QUINTARELLI, FROM JAPAN WITH LOVE

(29/6/2016)Ronnie Quintarelli è in Giappone dai primi anni 2000. Una scelta difficile ma che ha pagato: oggi è stimato e vincente pilota ufficiale Nissan e ora anche “Ufficiale dell’Ordine della Stella d’Italia”, onorificenza conferita dal Presidente della Repubblica Sergio Mattarella e consegnata dall’Ambasciatore italiano in Giappone Domenico Giorgi. Motivo? Il veneto di Negrar rientra tra “coloro che, italiani all'estero o stranieri, hanno acquisito particolari benemerenze in diversi settori e aree, inclusa la promozione dei rapporti di amicizia e collaborazione tra l'Italia e gli altri Paesi e nella promozione dei legami con l'Italia”. Niente male per uno sportivo puro di 36 anni (è nato ad agosto 1979) al quale l’appassionato papà Roberto diede il nome del grande pilota svedese Peterson – morto a Monza nel 1978 – e che dopo essere diventato campione europeo kart, vice campione F.2000 (dietro a Felipe Massa) e tester Midland F1 capì prima di altri che per le vele degli italiani non c’era vento. 

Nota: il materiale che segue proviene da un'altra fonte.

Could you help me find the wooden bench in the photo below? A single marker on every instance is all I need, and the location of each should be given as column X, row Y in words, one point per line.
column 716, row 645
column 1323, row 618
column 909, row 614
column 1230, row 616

C’era, invece, la possibilità di una carriera professionistica di alto livello dall’altra parte del mondo, prima con Toyota e, dal 2008, in qualità di portacolori Nissan (dal 2013 nel Team ufficiale NISMO). Fiducia ripagata: nel 2015 si è laureato pilota più vincente nella storia della serie Super GT, conquistando insieme a NISMO e al compagno di scuderia Tsugio Matsuda il suo quarto titolo in cinque anni. Ma a favore di Quintarelli non ci sono solo meriti sportivi. L’italiano si è distinto anche per l’encomiabile impegno civile profuso quale volontario, insieme all’associazione Italians For Tohoku”, a seguito del tremendo terremoto che ha colpito nel 2011 il nord del Giappone. Quintarelli ha scoperto un nuovo mondo - nel quale si è perfettamente integrato - fatto di rispetto, lealtà di passione. “Spero vivamente che l’impegno sportivo di Ronnie in qualità di campione italiano in Giappone possa rafforzare ancor di più il legame tra le nostre due nazioni”, ha detto Takao Katagiri, CEO di Nissan Motorsports International.